The term ‘stress’ emerged about 70 years ago as a medico-social concept that was developed in the West and then rapidly spread. Heidelberg University’s Cluster of Excellence “Asia and Europe in a Global Context” will take a closer look at whether and why more and more people in other cultures, especially in the Asian countries, are being “stressed” in a conference entitled “The Culture of Stress” on May 22 – 23, 2012 at the Karl Jaspers Centre. International researchers in the fields of epidemiology, anthropology, and history will discuss the evolution of stress in socio-cultural contexts.
“The term ‘stress’ and its associated burden represent a key issue in modern life. There is good reason to assume that globalisation and economic interconnectedness caused this phenomenon to spread, especially into Asia”, explains social anthropologist Dr. Christian Strümpell, one of the conference’s organisers. “We want to discuss the epidemiological spread of stress and approaches to handling stress in different cultures during our conference.” The garment factories in Bangladesh where many Western companies order their products will be one of the featured topics. Hasan Ashraf, a doctoral candidate at Heidelberg University, will discuss the situation of the workers and the relationship between economics and stress. During his field research, he spent several months working in two factories in Bangladesh, living together with the workers.
In his keynote lecture entitled “Inequality: The enemy between us?” Prof. Dr. Richard Wilkinson from the University of Nottingham (Great Britain) will address the relationship between social inequality and health. Other topics to be covered during the conference include the trauma of war and possible signs of the growing resilience of those exposed to stress. The event will also be accompanied by an exhibition by artist Kristin Herrmann, whose works visualise the effects of stress on the human body and mind.

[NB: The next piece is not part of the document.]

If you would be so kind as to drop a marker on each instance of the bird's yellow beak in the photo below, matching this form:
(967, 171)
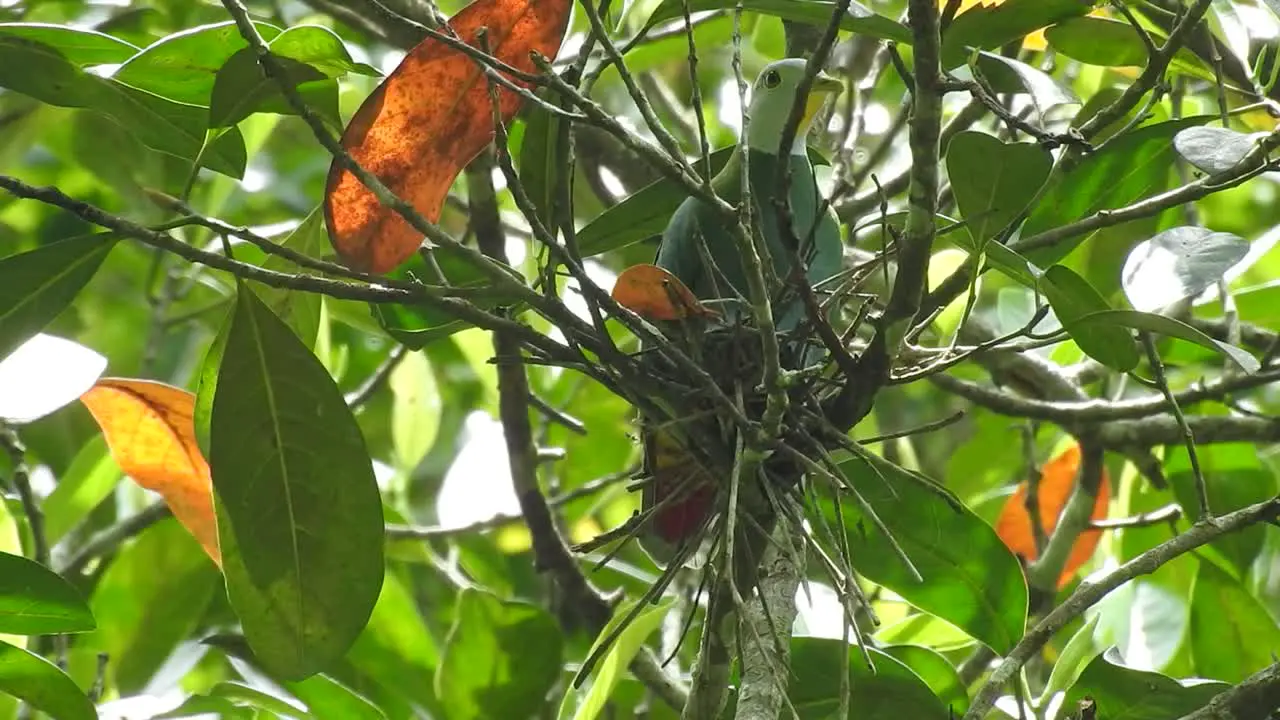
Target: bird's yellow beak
(823, 86)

The workshop is the culminating event of the “Stress and Stress Relief” research project from the “Asia and Europe” Cluster of Excellence. For three years, six researchers have studied the concept of stress and its associated “modern lifestyle”. “We were able to trace back the historical origins of ‘stress’ in the West and describe the manifestations of ‘stress’ in Asian countries like Bangladesh. We also observed how the notion of stress spread from the West into Asian countries while at the same time methods for relieving stress, such as Buddhist meditation, from Asia gain popularity in the West”, says epidemiologist Dr. Adrian Loerbroks.